Good luck, OP. I am sure this is not easy.


----------



## H0LL0W (Aug 25, 2014)

jld said:


> Good luck, OP. I am sure this is not easy.


thanks


----------



## PBear (Nov 16, 2010)

He's likely going to deny anything you don't have proof about. If you need a confession from him, I'd say you need either a PI or a polygraph. 

C


----------



## PBear (Nov 16, 2010)

Oh, and if you confront him without proof, he'll just start hiding things better..

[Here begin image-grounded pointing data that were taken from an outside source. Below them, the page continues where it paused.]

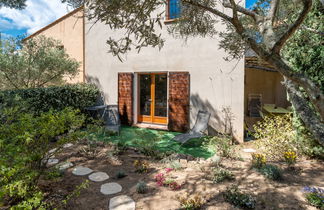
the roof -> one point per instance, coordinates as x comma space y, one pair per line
54, 23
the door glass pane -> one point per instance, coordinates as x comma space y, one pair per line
161, 95
145, 94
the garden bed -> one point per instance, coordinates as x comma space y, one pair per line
192, 177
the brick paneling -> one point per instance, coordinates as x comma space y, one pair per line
125, 97
179, 94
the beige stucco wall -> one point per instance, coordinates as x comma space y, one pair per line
69, 31
215, 84
266, 83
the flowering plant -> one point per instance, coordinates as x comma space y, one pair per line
315, 196
258, 160
290, 157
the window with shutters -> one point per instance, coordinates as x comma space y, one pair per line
173, 9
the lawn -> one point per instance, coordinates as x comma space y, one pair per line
159, 140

Does infidelity make any difference if you end up getting a divorce? You may want to consult with a lawyer before you do anything.

C


----------



## MattMatt (May 19, 2012)

I have never seen a hotel chain that does not employ female cleaners or housekeepers.


----------



## Marduk (Jul 16, 2010)

I would say it's insufficient evidence to warrant anything but increased attention to what he's doing.

His other actions are actually more alarming and that's what I would focus with him on.


----------



## turnera (Jan 22, 2010)

Honestly the worst thing so far is that you are not being a family any more. Seeing you one day a week just can't keep the family going, and it can't keep his love for you going (at least not easily). You two need time together to stay bonded. Right now, I would focus on that, since it would be so hard to prove anything with you not living there and him being in a hotel 24/7. Figure out some way for you to spend more time in his city, start taking up more of his time, remind him in that way of why he fell in love with you; he needs to be reminded of that. Can you take steps to go ahead and rent in his city?


----------



## turnera (Jan 22, 2010)

MattMatt said:


> I have never seen a hotel chain that does not employ female cleaners or housekeepers.


I agree. I think that is a lie. So if his friend is lying, it's because he's protecting your husband.


----------



## MattMatt (May 19, 2012)

turnera said:


> I agree. I think that is a lie. So if his friend is lying, it's because he's protecting your husband.


Or is the type of person who makes stuff up just because he can.


----------